By Friday, I’ve driven myself to madness and I can’t take it anymore. I text her and I tell her the honest truth.
I can’t stop thinking about you.
It takes hours before she responds, but then she does.
Maybe because we have unfinished business.
She’s not even here, yet my cheeks flush, because I know what she means.
Do you want to come over tonight?
Only if you don’t kick me out before I’m ready to go.
I promise.
As I press send, I wonder if it’s a promise I can actually keep. But then I swear to myself that I will. Because of our history, it’s easy to assume I don’t owe her anything, but I do owe her that, in the here and now, which is where we are living.
Jamie texts back.
Okay
The three dots of doom keep flickering on my screen and I wait and wait for her next message to come through. When it finally does, a flush travels through my entire body.
Shall I bring The Thing?
Jamie is so deliciously audacious. That I would even remember what ‘The Thing’ is—but of course I do. And that she would just casually ask me like this, after how I left things last weekend. We’ve only exchanged a few texts but it’s as though I’m falling in love with her a little bit just because of them. Because of her.
My fingers are trembling as I answer.
Please do.
I don’t just let Jamie in. As soon as she walks through the door, I pin her against it and push myself against her. I kiss her for all the times that I couldn’t and all the times that I didn’t let myself. I kiss her to make up for being so volatile and capricious—as if that’s even possible. And I kiss her for what she brought in her bag. Every cell in my body tingles with anticipation.
“Is it really me you’re so happy to see? Or is it The Thing? Full disclosure: it’s not actually the original Thing, so to speak; just a more recently acquired substitute.” She grins at me and I melt some more.
“You,” I say.
“Can I say something first?” She clears her throat.
“Of course.” I straighten my clothes and get a hold of myself as much as I can.

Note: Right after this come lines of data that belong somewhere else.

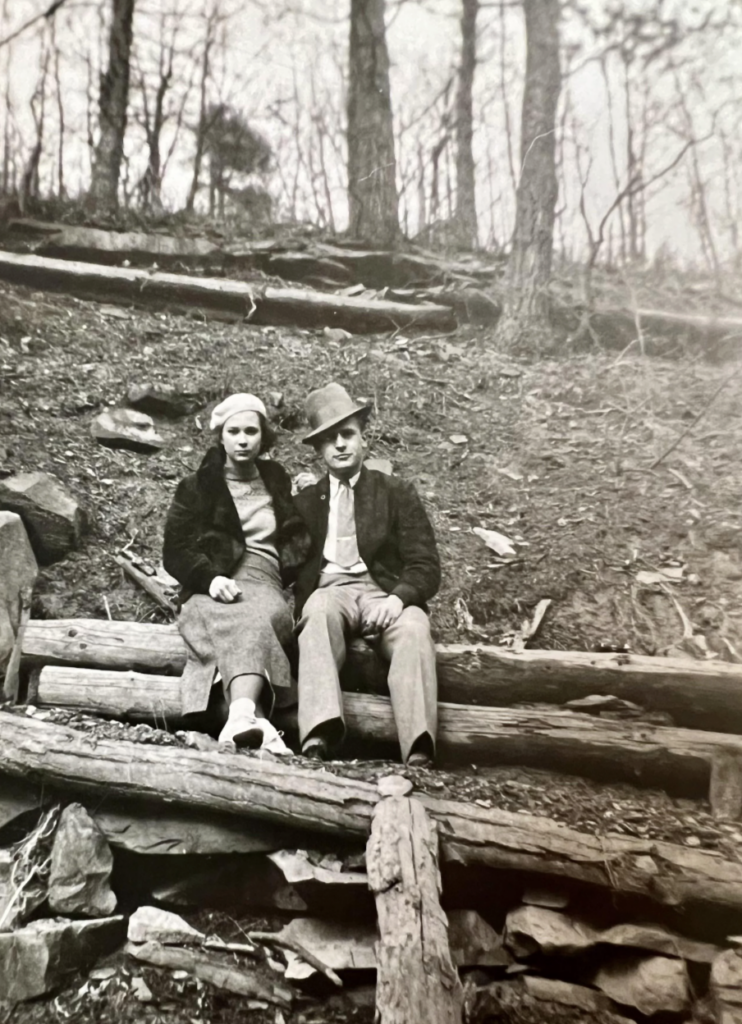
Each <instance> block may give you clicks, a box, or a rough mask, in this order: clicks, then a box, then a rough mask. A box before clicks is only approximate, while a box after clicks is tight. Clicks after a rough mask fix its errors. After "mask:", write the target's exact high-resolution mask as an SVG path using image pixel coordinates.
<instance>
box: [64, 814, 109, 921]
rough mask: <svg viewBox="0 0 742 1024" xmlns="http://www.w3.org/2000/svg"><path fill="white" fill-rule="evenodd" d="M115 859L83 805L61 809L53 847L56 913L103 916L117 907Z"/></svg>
mask: <svg viewBox="0 0 742 1024" xmlns="http://www.w3.org/2000/svg"><path fill="white" fill-rule="evenodd" d="M113 866H114V858H113V855H112V853H111V850H110V849H108V844H107V842H106V841H105V837H104V836H103V834H102V833H101V831H100V829H99V828H98V826H97V825H96V824H95V822H94V821H93V819H92V818H91V817H90V815H89V814H88V812H87V811H86V810H85V808H84V807H83V806H82V805H81V804H70V805H69V806H68V807H66V808H64V810H63V811H62V812H61V815H60V817H59V824H58V825H57V829H56V834H55V836H54V843H53V846H52V848H51V870H50V872H49V906H50V907H51V909H52V910H54V911H55V912H57V913H81V914H85V915H86V916H88V918H102V916H104V915H105V914H110V913H113V912H114V910H115V909H116V896H115V895H114V892H113V890H112V889H111V885H110V880H111V871H112V868H113Z"/></svg>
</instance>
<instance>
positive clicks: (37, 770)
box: [0, 712, 742, 913]
mask: <svg viewBox="0 0 742 1024" xmlns="http://www.w3.org/2000/svg"><path fill="white" fill-rule="evenodd" d="M0 775H10V776H12V777H14V778H18V777H20V778H24V779H27V780H30V781H37V782H44V783H46V784H50V785H53V786H55V787H58V786H63V787H64V788H67V790H70V791H72V792H74V791H82V792H87V793H95V794H98V795H99V796H100V797H103V796H105V799H108V798H112V797H114V796H116V797H121V798H124V797H129V798H131V799H132V800H157V801H159V802H161V803H162V804H164V805H173V806H178V807H193V808H202V809H209V810H210V811H212V812H213V813H216V814H228V815H236V816H238V817H243V818H248V819H250V818H256V819H259V820H265V821H274V822H276V823H278V824H286V825H289V826H291V827H294V828H308V829H310V830H311V831H314V833H323V834H325V835H330V836H334V837H335V838H337V839H340V838H347V839H353V838H357V837H360V836H362V837H367V835H368V831H369V828H370V821H372V815H373V812H374V807H375V805H376V804H377V802H378V799H379V798H378V793H377V788H376V786H374V785H370V784H369V783H367V782H360V781H355V780H354V779H350V778H344V777H342V776H340V775H335V774H333V773H332V772H331V771H330V770H329V768H328V767H326V766H325V767H324V768H323V769H322V771H317V770H309V769H307V768H300V767H297V766H296V765H295V764H294V763H292V762H290V763H288V764H283V763H280V764H273V763H270V762H268V761H266V760H265V759H262V760H261V759H258V758H250V757H246V756H245V755H244V754H225V753H222V752H221V751H218V752H215V753H202V752H200V751H192V750H187V749H183V748H181V746H161V745H159V744H156V743H142V742H132V741H131V740H123V739H105V738H102V737H101V736H95V737H94V741H93V737H91V736H90V735H89V734H88V733H85V732H80V731H77V730H75V729H70V728H68V727H66V726H61V725H52V724H51V723H48V722H41V721H39V720H38V719H36V718H29V717H27V716H26V715H21V714H14V713H9V712H0ZM419 799H420V802H421V803H422V804H423V806H424V807H425V809H426V811H428V813H429V814H431V815H432V817H433V818H434V819H435V820H436V822H437V824H438V831H439V837H440V843H441V849H442V852H443V856H444V858H446V859H448V860H453V861H455V862H457V863H462V864H476V863H479V864H485V865H487V866H489V867H496V868H505V869H508V870H522V871H529V872H530V871H535V872H537V873H539V874H549V876H556V877H565V878H568V879H574V880H575V881H581V882H586V883H590V884H593V885H598V886H601V887H602V888H608V889H610V890H612V891H615V892H625V893H641V894H643V895H645V896H649V897H650V898H651V899H654V900H656V901H659V902H662V903H668V904H671V905H686V904H705V905H711V906H716V907H729V908H732V909H734V911H735V912H736V913H739V912H742V864H740V863H737V862H735V861H731V860H727V859H725V858H724V857H723V856H721V855H719V854H717V853H711V852H708V851H701V850H691V849H689V848H687V847H682V846H678V845H676V844H674V843H665V842H661V841H655V840H641V839H629V838H627V837H619V836H608V835H596V834H594V833H591V834H587V833H580V831H577V830H576V829H574V828H569V827H567V826H566V825H563V824H560V823H558V822H556V821H552V820H551V819H550V818H547V817H543V816H540V815H539V816H536V815H532V814H525V813H524V814H519V813H513V812H509V811H501V810H498V809H484V808H482V807H479V806H478V805H477V804H470V803H466V802H464V801H453V800H440V799H438V798H434V797H429V796H427V795H424V794H421V795H420V796H419Z"/></svg>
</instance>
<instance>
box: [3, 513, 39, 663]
mask: <svg viewBox="0 0 742 1024" xmlns="http://www.w3.org/2000/svg"><path fill="white" fill-rule="evenodd" d="M38 571H39V567H38V565H37V564H36V557H35V556H34V551H33V548H32V547H31V542H30V541H29V535H28V534H27V532H26V527H25V526H24V521H23V519H21V518H20V516H19V515H17V514H16V513H15V512H0V680H2V678H3V676H4V675H5V670H6V668H7V664H8V662H9V660H10V654H11V652H12V649H13V646H14V644H15V637H16V636H17V632H18V625H19V623H20V609H21V595H24V594H27V595H28V597H29V599H30V598H31V592H32V590H33V588H34V584H35V583H36V577H37V575H38Z"/></svg>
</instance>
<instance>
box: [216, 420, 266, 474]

“I have endless understanding for how confusing and complicated this is. For how destabilizing it is.” She looks me in the eye—she’s good at that. “I don’t know what this is either, Mac. All I know is that the urge to see you, to be with you, is infinitely bigger than the urge not to. But…” Oh fuck. There go the teeth. Straight into her bottom lip. Does she not remember how it used to drive me crazy? “You’re not the only one with feelings. I need you to know that.”
“I know.” It’s hard to return her gaze. I take her hand and fidget with her fingers. “I’m a mess and it’s probably going to take me a while to put myself together again, but meanwhile… maybe we can… have some fun.” Have some fun? What am I even saying? Not that it isn’t fun—some of it, at least—but it’s a ridiculous proposition to make to Jamie. As if things could ever be casual between us. As if we don’t carry the weight of our history on our shoulders.
“We always were big proponents of fun, you and me.” Jamie pulls me closer. “Take all the time you need and know that you can always be honest with me.”